IN THE summer of 2011, an Ayrshire couple won £161 million in the EuroMillions lottery. Shortly after their outrageous good fortune was made public, a letter popped through their door in Largs from Alex Salmond.
Addressed to one of the lucky multi-millionaires, Colin Weir, the letter began thus: “Dear Colin. When I was at the Open at Royal St George’s on Friday and heard the fantastic news that a Scot had landed the Euro lottery jackpot I did wonder if this was the same Colin Weir who helped produce SNP party political broadcasts for a young party publicity vice-convener all these years ago…”
The stand-out thing here is not so much Salmond’s brass neck in trying to schmooze his way into the thoughts of the mega-wealthy Mr Weir – you’d have to guess that most politicians in his place would have done exactly the same if there was any chance of getting his party’s fingers on some of that lottery lucre. No, it was that the First Minister wrote his letter from Royal St George’s, one of the all-male golf clubs that he has such an issue with.
I remember Salmond holding court that week. He had a little press briefing in a café in town. A keen golfer, the First Minister was full of the joys of the Open Championship and full of chat about the SNP’s initiatives to get more Scottish youngsters playing golf. Full of enthusiasm, too, about what the Ryder Cup was going to bring to the homeland. I don’t recall any mention of his objection to Royal St George’s being a male-only institution. Salmond, seemingly, had parked his protest about discriminatory golf clubs being guilty of “old-fashioned sexism”.

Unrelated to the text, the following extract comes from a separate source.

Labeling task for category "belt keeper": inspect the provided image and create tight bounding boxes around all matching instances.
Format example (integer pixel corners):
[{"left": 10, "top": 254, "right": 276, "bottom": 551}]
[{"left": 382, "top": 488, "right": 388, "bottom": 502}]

That was the phrase he had used a few years before when talking about the Royal and Ancient Golf Club of St Andrews when it failed to offer membership to the new principal of St Andrews University. An invitation is the norm. It wasn’t extended that year because the principal was Dr Louise Richardson. A woman. Or, as the old boys might say, a “WOMAN!!”
Over the years, Salmond has won praise for his stance about male-only clubs on the Open Championship rota – Muirfield, Troon and Royal St George’s. The fact that he chose to attend one of these venues while at the same time criticising what they stand for has always been problematic. You want to say, “Well done Eck for standing up to a policy that has no place in the modern world” but, somehow, cynicism always gets in the way.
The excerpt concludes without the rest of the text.